Questa mostra si concentra su una specifica fase del lavoro dell’artista, i suoi anni Ottanta, con circa venti tele di medio e grande formato e un nucleo inedito di opere su carta della medesima fase dell’indagine pittorica, che non soltanto chiariscono i prodromi del suo pensiero visivo, ma evidenziano anche quanto importante e ancora per molti versi non ancora indagata sia la sua coeva produzione su carta.
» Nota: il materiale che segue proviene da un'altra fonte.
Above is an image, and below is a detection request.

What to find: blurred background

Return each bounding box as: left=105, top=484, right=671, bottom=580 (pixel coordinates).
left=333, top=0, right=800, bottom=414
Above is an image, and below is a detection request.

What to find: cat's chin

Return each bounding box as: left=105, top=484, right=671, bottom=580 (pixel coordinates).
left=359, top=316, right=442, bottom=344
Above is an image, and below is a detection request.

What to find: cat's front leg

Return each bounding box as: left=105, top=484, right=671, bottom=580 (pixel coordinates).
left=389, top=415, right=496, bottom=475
Nelle tele in mostra, concepite a partire dal 1983, l’artista mette da parte la sistematicità di una astrazione geometrica e la rigorosa modularità che dagli anni Sessanta ha verificato con impegno inesausto, per poi sfociare a esiti più aperti e disinvolti che sono proprio quelli qui raccolti nel percorso espositivo, in cui dalle tele rettangolari e ovali dalla grossa grana spuntano forme e segni sinuosi, aperti, che con il passare degli anni, nelle tele dipinte intorno al 1990, si intrecciano tra loro in una danza di scie e colori in grado di mutare di volta in volta.

Giulio Carlo Argan suggeriva che “la ricerca di Ciussi mira, se non sbaglio, a desimbolizzare la geometria, a ricondurla al suo significato primario, di misura della terra. Si rende conto che il processo non può essere che proporzionale e prospettico, nel senso storico dei due termini: e, storicamente, c’è una proporzione e una prospettiva delle linee, come c’ è una proporzione e una prospettiva del colore” 
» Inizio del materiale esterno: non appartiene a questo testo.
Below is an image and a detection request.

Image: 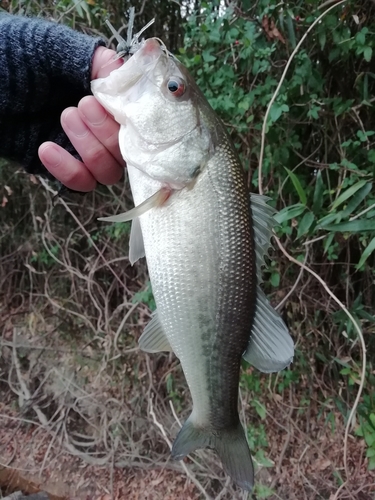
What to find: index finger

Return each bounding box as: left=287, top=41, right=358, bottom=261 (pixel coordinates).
left=78, top=96, right=125, bottom=166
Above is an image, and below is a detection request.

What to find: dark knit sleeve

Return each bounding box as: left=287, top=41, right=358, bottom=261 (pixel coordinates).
left=0, top=14, right=105, bottom=176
Pur legato a un contesto che è quello del post-informale prima e delle esperienze della pittura modulare-astratta e agli esiti delle ricerche sulla percezione cromatico-visiva, Ciussi è un battitore autonomo e lo sarà anche e soprattutto negli anni della maturità quando rimane fedelmente congiunto alla propria pittura, senza farsi minimamente distrarre dalle forze in atto in Italia e nel contesto internazionale. Ciussi conserva strenuamente il senso profondo di una pittura che guarda alla modularità per infrangerla, che stabilisce un repertorio aperto da ricomporre perché la pittura è anzitutto pittura e nel suo caso è anche poetica e sincera esperienza esistenziale, mai diaristica ma comunque sempre intima, un esercizio quotidiano zen da esercitare nel silenzio del suo studio a Udine e, a partire dagli anni Sessanta, anche a Milano. 

Per Ciussi la pittura è stata sempre un fatto mentale, anche quando emotivamente coinvolto, quindi anche quando il segno si apre, il colore vive e resiste e trapassa il tempo e lo spazio, nei fatti tutto è frutto di un lavoro di progettazione che la coeva produzione di disegni manifesta espressamente.